Stuart D. Gathman wrote:
Seth's idea is that the most popular MUAs *already* display
From + Sender.
These two O?-tools - one of them is IMHO more a nice calendar,
not a real MUA, anything else ? Okay, that's beside the point,
let's assume that it's true or at least possible.
If they didn't match it against the Return-Path displaying
From+Sender doesn't help, for SPF the checked identities are
Helo and Return-Path, not From or Sender or PRA.
Even your idea of adding the missing Sender is a win -
because the MUA will then display it to the user!
In that case we're automagically sure that a redundant Sender
matches the Return-Path. I thought the MUA does this, and
then it would also handle the other three cases, especially
the one utter dubious case, From, Sender, and Return-Path all
different.
[[ Oops, I forgot the special fifth case, empty Return-Path ]]
*_BUT_* you say "leverage what the MUA is already displaying":
Existing MUAs might display, but they don't match.

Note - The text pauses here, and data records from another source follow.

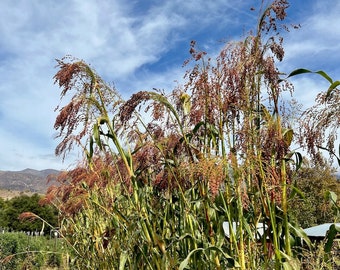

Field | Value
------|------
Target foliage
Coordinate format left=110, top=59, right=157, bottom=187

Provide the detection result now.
left=289, top=160, right=340, bottom=228
left=38, top=0, right=338, bottom=269
left=288, top=69, right=340, bottom=166
left=0, top=233, right=66, bottom=270
left=0, top=194, right=58, bottom=233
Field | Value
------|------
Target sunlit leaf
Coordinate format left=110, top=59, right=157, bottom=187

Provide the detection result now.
left=325, top=224, right=340, bottom=252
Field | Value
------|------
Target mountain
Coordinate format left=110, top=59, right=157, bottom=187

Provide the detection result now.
left=0, top=169, right=60, bottom=193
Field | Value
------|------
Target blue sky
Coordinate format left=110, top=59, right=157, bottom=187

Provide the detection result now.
left=0, top=0, right=340, bottom=170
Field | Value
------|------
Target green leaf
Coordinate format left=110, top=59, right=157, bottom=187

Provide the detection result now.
left=325, top=224, right=340, bottom=252
left=93, top=123, right=103, bottom=149
left=282, top=128, right=294, bottom=146
left=178, top=248, right=204, bottom=270
left=294, top=152, right=303, bottom=171
left=326, top=81, right=340, bottom=98
left=287, top=68, right=312, bottom=78
left=119, top=251, right=128, bottom=270
left=326, top=190, right=338, bottom=205
left=314, top=70, right=333, bottom=84
left=287, top=68, right=333, bottom=84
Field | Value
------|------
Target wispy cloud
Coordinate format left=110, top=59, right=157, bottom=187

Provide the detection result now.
left=0, top=0, right=340, bottom=170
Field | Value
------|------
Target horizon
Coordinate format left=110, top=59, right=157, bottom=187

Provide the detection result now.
left=0, top=0, right=340, bottom=171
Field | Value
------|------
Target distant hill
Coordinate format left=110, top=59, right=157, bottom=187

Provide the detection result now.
left=0, top=169, right=60, bottom=194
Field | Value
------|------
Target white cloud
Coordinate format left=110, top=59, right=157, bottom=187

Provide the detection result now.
left=0, top=0, right=340, bottom=170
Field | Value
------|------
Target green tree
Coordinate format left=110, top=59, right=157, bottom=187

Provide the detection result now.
left=1, top=194, right=58, bottom=232
left=289, top=160, right=340, bottom=228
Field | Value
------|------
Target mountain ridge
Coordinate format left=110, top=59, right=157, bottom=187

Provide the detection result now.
left=0, top=168, right=60, bottom=194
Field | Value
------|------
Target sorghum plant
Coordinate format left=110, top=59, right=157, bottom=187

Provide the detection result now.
left=43, top=0, right=338, bottom=269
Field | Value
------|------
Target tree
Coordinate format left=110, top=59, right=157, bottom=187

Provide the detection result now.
left=39, top=0, right=340, bottom=269
left=0, top=194, right=58, bottom=232
left=289, top=160, right=340, bottom=228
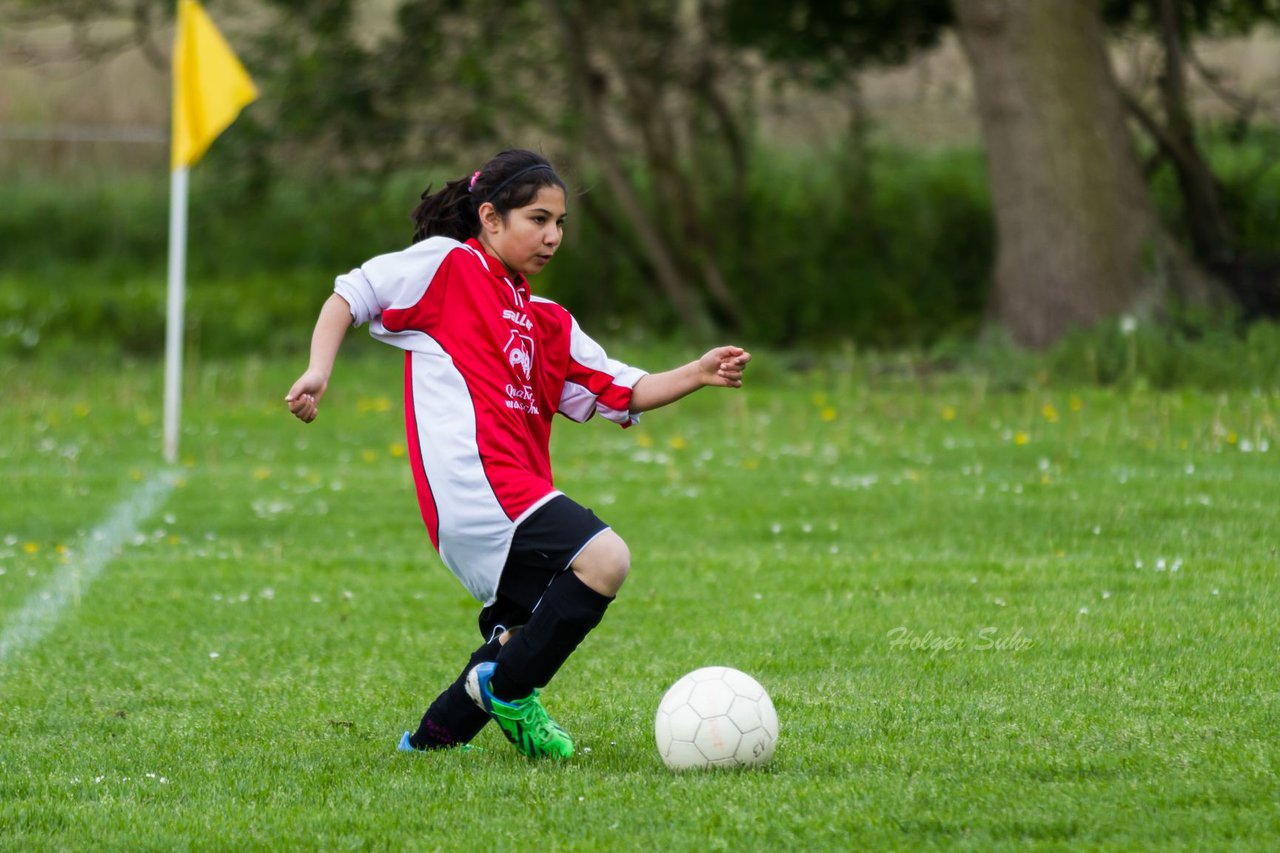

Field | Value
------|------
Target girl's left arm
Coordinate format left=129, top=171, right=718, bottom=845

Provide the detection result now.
left=628, top=346, right=751, bottom=414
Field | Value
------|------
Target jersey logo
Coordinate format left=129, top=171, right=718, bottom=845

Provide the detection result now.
left=502, top=309, right=534, bottom=332
left=503, top=329, right=534, bottom=382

This is an
"update all MUAs" idea.
Another non-blocking technique would be simply *change* the
Sender if neither it not From match.
Now you moved it to "build a smarter MDA". Apparently Seth
likes this plan, but mail admins will have difficulties with
it, add / modify the Sender at the MDA beause some MS-O*-tools
will display it ?!?
If my postmaster did this I'd first shoot him before asking
questions (don't worry, in old Europe that's not literally ;-)
Voila, user sees "From xxyyfasdf(_at_)xxyyzz(_dot_)com on behalf
of admin(_at_)ebay(_dot_)com".
Methinks a POP proxy is better, if a user wants modified mail
let him modify it on his box. Not at the MDA. Or only for
users who want it. For those who want it it's cute... ;-)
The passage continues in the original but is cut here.